Hospitals Overwhelmed, Deaths Climb, Angelenos Still Won’t Stay Home

COVID-19 deaths spiked dramatically in the last week of December 2020, nearing the 10,000 mark in Los Angeles County. Los Angeles County public health officials warned that the holiday death toll is likely undercounted by as many as 432 fatalities due to a reporting glitch, according to City News Service

Some Los Angeles County hospitals were forced to close their doors to ambulance traffic for 12 hours at a time and patients in critical need of oxygen waited as long as 18 hours for help breathing the Los Angeles Times reported. The surge of new coronavirus cases is well beyond regional hospital capacity in terms of staffing, supplies and space.

Between the first weeks of November and the post-Christmas weekend, average daily coronavirus hospitalizations in the county increased by 674%, while daily deaths have jumped by 600%.
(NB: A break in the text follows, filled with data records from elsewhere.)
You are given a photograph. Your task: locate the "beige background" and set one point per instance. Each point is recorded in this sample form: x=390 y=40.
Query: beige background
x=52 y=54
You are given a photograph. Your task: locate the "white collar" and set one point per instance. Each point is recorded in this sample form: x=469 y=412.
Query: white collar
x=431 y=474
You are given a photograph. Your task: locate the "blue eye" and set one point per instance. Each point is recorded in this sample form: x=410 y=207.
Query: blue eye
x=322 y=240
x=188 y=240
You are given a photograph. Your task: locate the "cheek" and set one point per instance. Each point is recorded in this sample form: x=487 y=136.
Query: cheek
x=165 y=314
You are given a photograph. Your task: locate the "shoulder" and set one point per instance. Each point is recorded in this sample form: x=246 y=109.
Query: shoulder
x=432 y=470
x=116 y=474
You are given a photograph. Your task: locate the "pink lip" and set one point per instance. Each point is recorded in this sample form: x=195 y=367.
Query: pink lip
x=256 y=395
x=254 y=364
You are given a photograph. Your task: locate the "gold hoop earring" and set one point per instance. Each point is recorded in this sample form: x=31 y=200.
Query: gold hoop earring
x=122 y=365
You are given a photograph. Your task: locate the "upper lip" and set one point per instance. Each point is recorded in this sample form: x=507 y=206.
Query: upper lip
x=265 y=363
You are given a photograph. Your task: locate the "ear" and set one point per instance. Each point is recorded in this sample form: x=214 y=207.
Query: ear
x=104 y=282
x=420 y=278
Hospitals turned cafeterias and conference rooms into medical-care space, and still countless families gathered for holiday celebrations over the weekend, ensuring that the coronavirus crisis won’t be coming to an end anytime soon.

In Northern California, where the curve has begun to flatten, public traffic has decreased by 55%. In Southern California, it has decreased by only 24% . 

LA County Public Health Director Barbara Ferrer said “The rate of community transmission remains extraordinarily high, and this has taxed our hospital system as more COVID-19 patients continue to stream in on top of the thousands of patients already fighting for their lives.” 

Images of crowds at airports, packed traffic on freeways, and mobbed shopping malls easily predict that the situation will continue to worsen.